New MS Patch for AD (CVE-2022-38023) and Samba

[JasonL]

I have a 45Drives Storinator in production at an office that runs TrueNAS 12.0 U8.1, it was upgraded from 11.0 Release and there is discussion to further upgrade to 13.0 U4 or beyond.

The problem we just found out is that Microsoft is patching RPC authentication to stop RPC Signing and only allow RPC Sealing, CVE-2022-38023. Multiple of our other NAS vendors have been jumping on this as this a huge change.

Also, Samba released this statement, https://www.samba.org/samba/security/CVE-2022-38023.html, and these versions, Samba 4.15.13, 4.16.8 and 4.17.4, and later are patched to fix this issue.

I have only seen that TrueNAS 13.0 U3 updated to and fixed below.
NAS-118437 Update net/samba to Samba 4.15.10

I do want to say up front, I don't control patching scheduling and our security office isn't going to hold off for one NAS in one of our locations. We are just hoping this is on TrueNAS's radar to get fixed soon. I have searched for the CVE, the samba version, and multiple other ways of writing this out and have not seen any posts or bugs as of yet. My google-fu may be failing in this regard.

Thanks

 

[JasonL]

I did find this issue in TrueNAS's bug tracking site, https://ixsystems.atlassian.net/browse/NAS-119406.

The only thing is it shows as done/closed.

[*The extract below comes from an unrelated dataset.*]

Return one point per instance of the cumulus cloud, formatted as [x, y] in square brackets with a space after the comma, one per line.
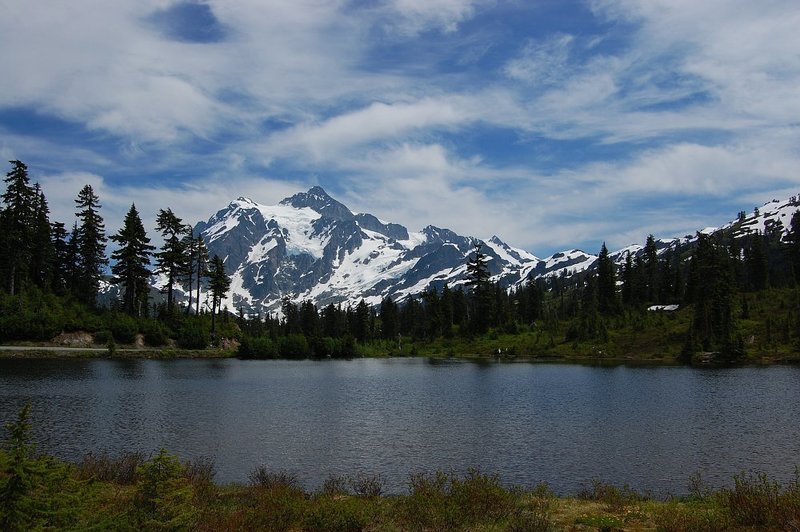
[413, 16]
[689, 99]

I'm not sure what that means as it hasn't been released and not sure if there is any further info as to what release it is expected to be in or a possible time frame.

 

[HoneyBadger]

Morning @JasonL ,

CORE 13.0-U4 is on 4.15.13:

Code:

root@core01[~]# smbstatus | grep version
Samba version 4.15.13

SCALE 22.12.1 is on 4.17.4

Code:

admin@bluefin01[~]$ sudo smbstatus | grep version
[sudo] password for admin:

Samba version 4.17.4

I don't have the PR tags handy to see when exactly they were merged, my apologies - Edit: for CORE, it looks like 13.0-U4 is when the fixed revision was included, so that would be your target to upgrade to.

 

[sretalla]

13.0 U4 has version 4.15.13

[NAS-119406] - iXsystems TrueNAS Jira

ixsystems.atlassian.net

 

[sretalla]

The only thing is it shows as done/closed. I'm not sure what that means as it hasn't been released and not sure if there is any further info as to what release it is expected to be in or a possible time frame.

You can see it in the top right of that page under "Fix Versions".

 

[JasonL]

Thank you both @sretalla and @HoneyBadger. This is good info.

It seems odd that U4 release notes neither calls out this bugfix number nor the samba version. I do have a home TrueNAS Core on 13.0 U4 and it does have the same samba version as you denoted @HoneyBadger.

I at least have a path forward to ready for the MS patch now. Thanks again.